フォーレ作曲『レクイエム』

ナディア・ブーランジェ指揮の
演奏から聴き取るべきは?


692時限目◎音楽



堀間ロクなな


 「ヴィオロンのためいき」。フランスの作曲家、ガブリエル・フォーレの『レクイエム』に、わたしはそんな上田敏の訳したヴェルレーヌの詩の一節を重ねあわせたくなってしまう。カトリック教会が死者のためのミサで用いるラテン語典礼文にもとづき、フォーレが42歳のときから13年の歳月をかけて、1900年にソプラノとバリトンの独唱、混声合唱、オルガン、オーケストラによる全7曲の現行版(第3稿)を完成させたこの作品は、モーツァルト、ヴェルディの作品とあわせて「三大レクイエム」と称されるが、そのなかで最も慎ましやかで清澄な雰囲気を湛えているといえるだろう。

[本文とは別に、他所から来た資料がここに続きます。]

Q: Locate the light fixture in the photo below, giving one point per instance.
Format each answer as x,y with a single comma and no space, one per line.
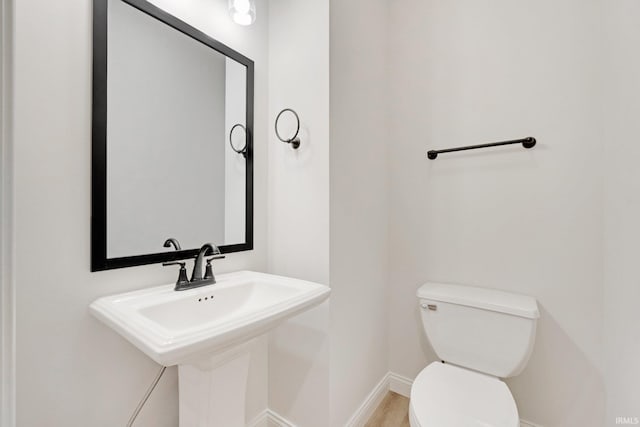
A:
243,12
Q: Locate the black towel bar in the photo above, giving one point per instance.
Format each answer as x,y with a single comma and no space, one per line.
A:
528,142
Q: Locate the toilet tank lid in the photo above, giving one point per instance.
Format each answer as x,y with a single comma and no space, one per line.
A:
487,299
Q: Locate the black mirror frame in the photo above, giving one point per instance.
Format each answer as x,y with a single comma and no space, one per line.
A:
99,260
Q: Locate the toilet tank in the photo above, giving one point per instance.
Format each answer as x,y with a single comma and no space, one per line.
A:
485,330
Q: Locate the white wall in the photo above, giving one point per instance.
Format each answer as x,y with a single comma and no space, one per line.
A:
359,168
7,284
466,72
622,208
299,205
72,370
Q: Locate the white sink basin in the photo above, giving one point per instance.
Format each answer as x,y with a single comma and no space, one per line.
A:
177,327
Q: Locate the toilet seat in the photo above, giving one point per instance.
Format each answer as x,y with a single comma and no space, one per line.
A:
445,395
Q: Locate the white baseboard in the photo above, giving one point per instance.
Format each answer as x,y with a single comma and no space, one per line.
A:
370,403
276,420
399,384
260,420
525,423
390,382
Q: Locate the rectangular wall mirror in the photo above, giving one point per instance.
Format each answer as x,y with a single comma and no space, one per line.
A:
172,138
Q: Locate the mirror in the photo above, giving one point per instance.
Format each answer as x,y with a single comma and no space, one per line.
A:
172,146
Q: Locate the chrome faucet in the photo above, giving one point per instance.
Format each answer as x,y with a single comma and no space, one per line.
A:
197,279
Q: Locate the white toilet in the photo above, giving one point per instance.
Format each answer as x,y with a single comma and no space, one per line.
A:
481,335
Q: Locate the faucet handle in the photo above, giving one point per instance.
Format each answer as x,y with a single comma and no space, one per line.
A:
180,263
183,280
172,242
208,274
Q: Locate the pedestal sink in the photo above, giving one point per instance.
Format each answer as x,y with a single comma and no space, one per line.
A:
207,332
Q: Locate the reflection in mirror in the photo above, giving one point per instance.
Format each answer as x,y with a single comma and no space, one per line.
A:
171,102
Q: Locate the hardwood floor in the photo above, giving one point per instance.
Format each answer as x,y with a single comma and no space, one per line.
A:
393,411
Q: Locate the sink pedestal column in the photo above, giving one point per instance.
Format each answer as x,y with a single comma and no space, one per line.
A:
212,390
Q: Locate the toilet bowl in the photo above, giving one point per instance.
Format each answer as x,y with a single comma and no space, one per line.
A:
449,396
481,336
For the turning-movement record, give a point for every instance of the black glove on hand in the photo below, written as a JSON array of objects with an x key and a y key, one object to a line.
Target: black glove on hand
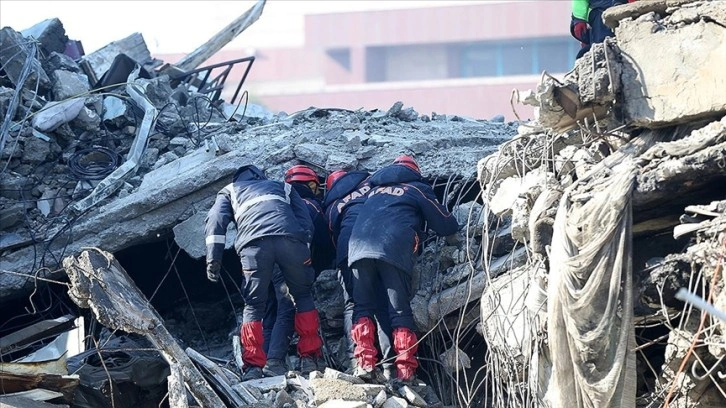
[{"x": 213, "y": 268}]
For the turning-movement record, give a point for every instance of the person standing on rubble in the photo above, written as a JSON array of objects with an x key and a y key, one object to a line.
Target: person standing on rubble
[
  {"x": 279, "y": 317},
  {"x": 273, "y": 228},
  {"x": 586, "y": 23},
  {"x": 345, "y": 193},
  {"x": 384, "y": 244}
]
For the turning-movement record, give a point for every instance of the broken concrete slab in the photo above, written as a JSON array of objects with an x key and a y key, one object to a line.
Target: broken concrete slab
[
  {"x": 337, "y": 375},
  {"x": 68, "y": 84},
  {"x": 18, "y": 57},
  {"x": 133, "y": 46},
  {"x": 338, "y": 403},
  {"x": 51, "y": 35},
  {"x": 55, "y": 114},
  {"x": 326, "y": 389},
  {"x": 267, "y": 384},
  {"x": 672, "y": 89},
  {"x": 99, "y": 282}
]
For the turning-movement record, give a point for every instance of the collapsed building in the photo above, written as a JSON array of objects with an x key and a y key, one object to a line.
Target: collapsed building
[{"x": 592, "y": 249}]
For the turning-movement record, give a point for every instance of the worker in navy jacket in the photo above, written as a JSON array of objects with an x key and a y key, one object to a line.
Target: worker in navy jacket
[
  {"x": 278, "y": 321},
  {"x": 384, "y": 244},
  {"x": 346, "y": 192},
  {"x": 273, "y": 228}
]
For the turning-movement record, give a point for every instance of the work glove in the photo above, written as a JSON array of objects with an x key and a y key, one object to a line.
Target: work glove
[
  {"x": 580, "y": 30},
  {"x": 213, "y": 270}
]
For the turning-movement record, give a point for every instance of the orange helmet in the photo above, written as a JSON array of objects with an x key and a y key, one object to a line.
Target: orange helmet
[
  {"x": 301, "y": 173},
  {"x": 333, "y": 177},
  {"x": 407, "y": 161}
]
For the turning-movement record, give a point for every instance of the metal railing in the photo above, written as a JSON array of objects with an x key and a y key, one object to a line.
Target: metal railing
[{"x": 200, "y": 78}]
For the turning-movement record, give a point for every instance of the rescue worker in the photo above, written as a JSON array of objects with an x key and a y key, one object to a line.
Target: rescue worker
[
  {"x": 278, "y": 321},
  {"x": 273, "y": 228},
  {"x": 345, "y": 193},
  {"x": 586, "y": 24},
  {"x": 384, "y": 244}
]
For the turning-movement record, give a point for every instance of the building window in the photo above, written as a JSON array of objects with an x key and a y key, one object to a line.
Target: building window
[
  {"x": 517, "y": 57},
  {"x": 341, "y": 56}
]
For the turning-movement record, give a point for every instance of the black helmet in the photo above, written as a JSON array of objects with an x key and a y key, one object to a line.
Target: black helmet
[{"x": 249, "y": 172}]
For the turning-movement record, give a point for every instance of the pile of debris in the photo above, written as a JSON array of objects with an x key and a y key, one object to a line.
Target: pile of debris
[
  {"x": 139, "y": 154},
  {"x": 613, "y": 209}
]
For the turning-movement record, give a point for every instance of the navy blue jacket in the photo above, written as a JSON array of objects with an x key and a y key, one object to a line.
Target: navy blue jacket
[
  {"x": 390, "y": 225},
  {"x": 259, "y": 208},
  {"x": 342, "y": 205},
  {"x": 322, "y": 248}
]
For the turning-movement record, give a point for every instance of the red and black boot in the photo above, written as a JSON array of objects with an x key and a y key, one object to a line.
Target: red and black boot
[
  {"x": 363, "y": 335},
  {"x": 253, "y": 355},
  {"x": 405, "y": 345},
  {"x": 307, "y": 325}
]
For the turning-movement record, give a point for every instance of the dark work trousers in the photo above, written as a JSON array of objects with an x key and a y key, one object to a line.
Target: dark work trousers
[
  {"x": 278, "y": 325},
  {"x": 259, "y": 258},
  {"x": 368, "y": 274},
  {"x": 345, "y": 276},
  {"x": 598, "y": 30}
]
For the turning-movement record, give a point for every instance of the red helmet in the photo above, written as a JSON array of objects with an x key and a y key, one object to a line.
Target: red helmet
[
  {"x": 301, "y": 173},
  {"x": 407, "y": 161},
  {"x": 333, "y": 177}
]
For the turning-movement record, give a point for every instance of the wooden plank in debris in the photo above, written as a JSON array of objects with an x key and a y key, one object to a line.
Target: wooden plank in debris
[
  {"x": 35, "y": 332},
  {"x": 64, "y": 384},
  {"x": 8, "y": 401},
  {"x": 99, "y": 282},
  {"x": 219, "y": 379},
  {"x": 37, "y": 394},
  {"x": 222, "y": 38},
  {"x": 177, "y": 392}
]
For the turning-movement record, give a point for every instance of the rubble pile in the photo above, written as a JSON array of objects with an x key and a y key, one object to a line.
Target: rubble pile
[
  {"x": 614, "y": 197},
  {"x": 109, "y": 150},
  {"x": 589, "y": 271}
]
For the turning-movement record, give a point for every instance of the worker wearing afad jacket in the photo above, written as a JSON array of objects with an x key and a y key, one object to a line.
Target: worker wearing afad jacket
[
  {"x": 273, "y": 228},
  {"x": 278, "y": 323},
  {"x": 586, "y": 24},
  {"x": 384, "y": 244},
  {"x": 346, "y": 193}
]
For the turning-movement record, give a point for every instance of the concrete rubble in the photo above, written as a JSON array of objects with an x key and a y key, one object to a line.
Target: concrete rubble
[{"x": 137, "y": 166}]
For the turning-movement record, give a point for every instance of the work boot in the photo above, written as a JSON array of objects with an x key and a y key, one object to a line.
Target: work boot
[
  {"x": 252, "y": 373},
  {"x": 274, "y": 367},
  {"x": 405, "y": 346},
  {"x": 307, "y": 325},
  {"x": 253, "y": 355},
  {"x": 363, "y": 334}
]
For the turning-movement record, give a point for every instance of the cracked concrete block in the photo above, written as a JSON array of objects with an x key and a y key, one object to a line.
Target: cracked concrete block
[
  {"x": 68, "y": 84},
  {"x": 341, "y": 161},
  {"x": 175, "y": 166},
  {"x": 14, "y": 50},
  {"x": 338, "y": 403},
  {"x": 337, "y": 375},
  {"x": 326, "y": 389},
  {"x": 672, "y": 88},
  {"x": 267, "y": 384},
  {"x": 55, "y": 114},
  {"x": 50, "y": 33},
  {"x": 312, "y": 153},
  {"x": 189, "y": 235}
]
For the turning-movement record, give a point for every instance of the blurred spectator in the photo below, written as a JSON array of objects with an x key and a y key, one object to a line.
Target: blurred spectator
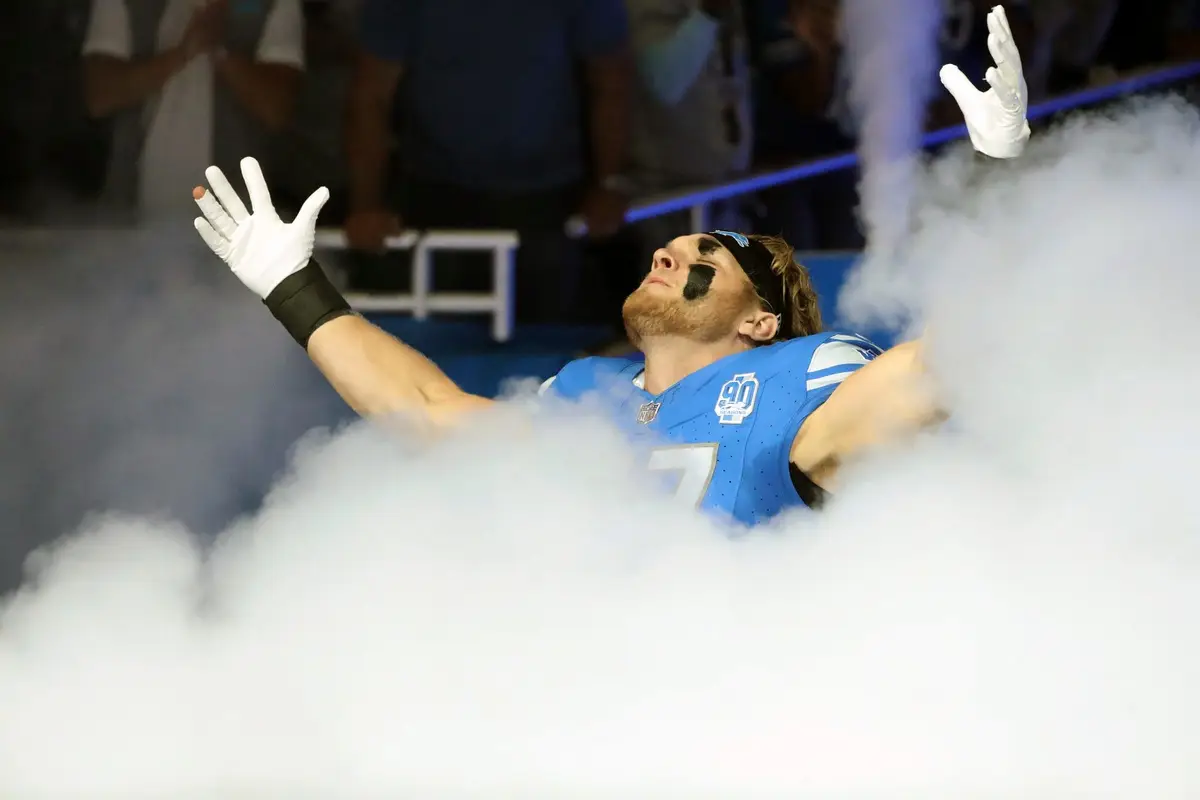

 したがって、この楽曲を演奏する場合、指揮者が表現意欲を振りかざすとたちまち音楽の持ち味が失われてしまいかねないことから、往年の大スターのカラヤンやバーンスタインが手がけなかったのには理由があったと思われる。かくして、わたしも定評のあるクリュイタンス(2種)やコルボ(2種)が指揮した録音で親しんできたわけだけれど、最近になってこれまで知らなかった驚くべきレコードと出会った。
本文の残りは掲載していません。